The University of Cambridge is a complicated entity, with researchers fragmented across the city. Each laboratory generates large quantities of active research data, which is managed by different organisations within the university, each with its own data management team. The University Information Services (UIS) provides support for active research data as it is generated and modified by researchers, whereas the Cambridge University Library is the home for the final archive data at the end of research project. The library ensures that this data is properly collated, preserved and made available for sharing.
Data management and sharing demands
Cambridge, in general, is considered a public environment, and the only restriction imposed on researchers is the centralised data management and sharing support required by funding organisations. However, research data resulting from publically-funded projects is considered a public good, and must be openly available to others. Archive data must be accurately described and understandable by others, and should be deposited in suitable – ideally discipline specific – repositories, so that there is a persistent link between publications and the supporting data. A particular challenge is the need to store research data for at least 10 years, depending on the funder’s policy and the type of study. Data from longitudinal studies, for example, may need to be stored indefinitely, while other funders may request data storage for 10 years from the date it was last accessed.

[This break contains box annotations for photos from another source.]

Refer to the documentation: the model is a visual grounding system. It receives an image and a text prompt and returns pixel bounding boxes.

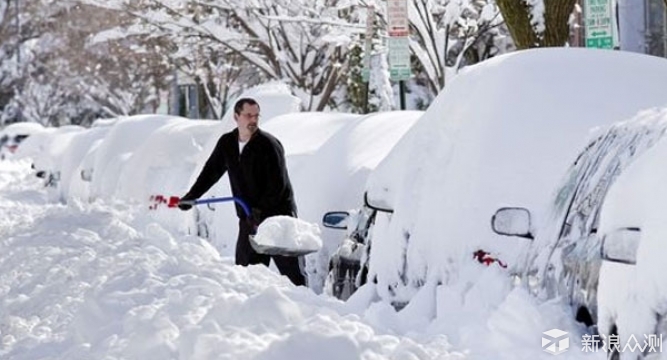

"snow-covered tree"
[85,0,368,110]
[496,0,577,49]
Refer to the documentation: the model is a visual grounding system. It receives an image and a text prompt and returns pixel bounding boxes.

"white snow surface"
[255,216,322,251]
[367,48,667,306]
[0,161,603,360]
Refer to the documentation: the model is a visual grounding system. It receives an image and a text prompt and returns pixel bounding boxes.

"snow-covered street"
[0,162,603,360]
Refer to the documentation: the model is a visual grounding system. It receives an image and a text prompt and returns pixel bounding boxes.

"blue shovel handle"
[180,196,251,217]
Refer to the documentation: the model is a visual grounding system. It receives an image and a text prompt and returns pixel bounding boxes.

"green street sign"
[584,0,615,49]
[388,36,412,81]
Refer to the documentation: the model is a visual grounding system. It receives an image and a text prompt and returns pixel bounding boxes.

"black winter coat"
[182,129,296,223]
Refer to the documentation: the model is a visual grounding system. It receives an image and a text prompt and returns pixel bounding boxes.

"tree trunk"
[496,0,580,49]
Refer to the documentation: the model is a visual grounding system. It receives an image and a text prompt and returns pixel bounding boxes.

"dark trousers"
[236,220,306,286]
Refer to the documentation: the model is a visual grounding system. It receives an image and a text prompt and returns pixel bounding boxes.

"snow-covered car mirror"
[322,211,350,229]
[602,227,641,265]
[491,207,533,240]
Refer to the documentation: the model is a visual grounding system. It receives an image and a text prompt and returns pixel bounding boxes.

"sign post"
[387,0,411,110]
[584,0,618,49]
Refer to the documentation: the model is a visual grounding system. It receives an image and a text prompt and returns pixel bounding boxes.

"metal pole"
[16,0,21,67]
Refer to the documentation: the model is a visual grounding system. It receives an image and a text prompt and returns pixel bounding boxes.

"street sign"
[387,0,410,37]
[584,0,616,49]
[387,36,411,81]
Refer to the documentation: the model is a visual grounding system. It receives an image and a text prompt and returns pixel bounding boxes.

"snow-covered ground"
[0,161,604,360]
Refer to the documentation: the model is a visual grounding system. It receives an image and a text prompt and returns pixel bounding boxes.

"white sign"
[387,0,410,37]
[388,36,411,81]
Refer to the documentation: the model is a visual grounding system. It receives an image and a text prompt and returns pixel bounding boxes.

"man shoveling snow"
[178,98,306,285]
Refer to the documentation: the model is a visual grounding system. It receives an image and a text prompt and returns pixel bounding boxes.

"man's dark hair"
[234,98,259,115]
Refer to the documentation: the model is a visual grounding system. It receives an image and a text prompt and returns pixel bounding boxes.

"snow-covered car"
[322,48,667,313]
[0,122,45,160]
[14,125,85,189]
[492,109,667,358]
[85,115,187,198]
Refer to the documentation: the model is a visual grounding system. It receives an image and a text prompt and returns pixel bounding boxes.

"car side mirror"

Implementation of data policies can have knock-on effects that leave researchers with unanswered questions: What is research data? Which data should be shared? Who owns it? At Cambridge, the primary IP ownership usually lies with the researcher, but if a third-party contract is involved, specific data sharing terms and conditions may be imposed. This can lead to a conflict of interest where a project is co-funded by a public body, such as Research Councils UK, and an industry partner, with one party wanting to share data and the other feeling that this would put them at a competitive disadvantage. There is a fear that the UK’s data sharing policies may discourage non-UK institutions from entering into collaborations, and it is not always possible to plan data sharing agreements in advance, for example if another partner is engaged once the study has begun. This may lead to a difference of opinion at a later date. The obligation to share data also creates a risk of bad quality data being released into the public domain, without peer review.

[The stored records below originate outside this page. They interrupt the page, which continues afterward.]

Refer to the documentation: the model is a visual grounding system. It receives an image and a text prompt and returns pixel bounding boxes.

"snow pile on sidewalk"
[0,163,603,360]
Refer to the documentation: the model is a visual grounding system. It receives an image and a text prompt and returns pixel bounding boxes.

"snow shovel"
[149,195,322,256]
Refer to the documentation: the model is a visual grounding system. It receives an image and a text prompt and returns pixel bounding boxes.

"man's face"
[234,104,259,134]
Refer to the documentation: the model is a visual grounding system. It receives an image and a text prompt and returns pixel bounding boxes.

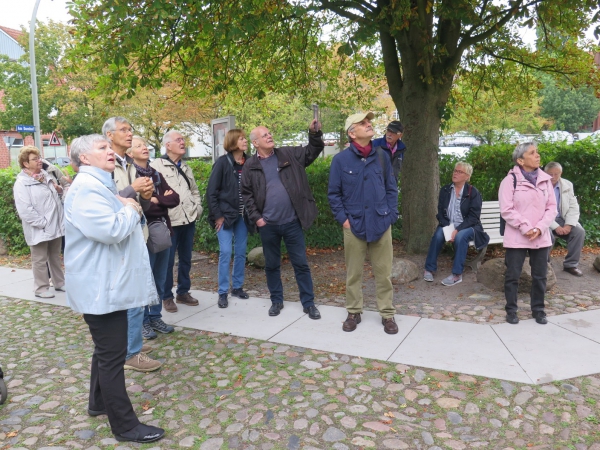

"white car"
[539,131,574,145]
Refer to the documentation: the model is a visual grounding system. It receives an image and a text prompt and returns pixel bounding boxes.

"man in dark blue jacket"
[328,112,398,334]
[373,120,406,180]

Data must be stored in a sustainable manner for many years – which might cost more than the project itself – and should be available for anybody to download, anywhere in the world. Describing the data properly can be resource intensive, and there is concern about the numerous data formats used; if the software becomes obsolete, the data will be useless. Funders recommend sharing the software with the data, but this is not possible with proprietary software. Access control must be well managed, particularly when personal or sensitive data is involved, and personal data anonymised without losing important information that prevents the data being related to its original source.
A sea change for data sharing
Successful data sharing requires a robust infrastructure and cultural change within the community, with researchers judged by the quality of their data, its management and sharing, and not just the number of high impact publications. It requires open discussions involving all stakeholders, and there is a role for institutions, commercial partners and national bodies. Data sharing should be rewarded, and researchers should embrace change and develop community standards for sharing. Policies for data management and sharing are very aspirational, but a lot of unanswered questions remain.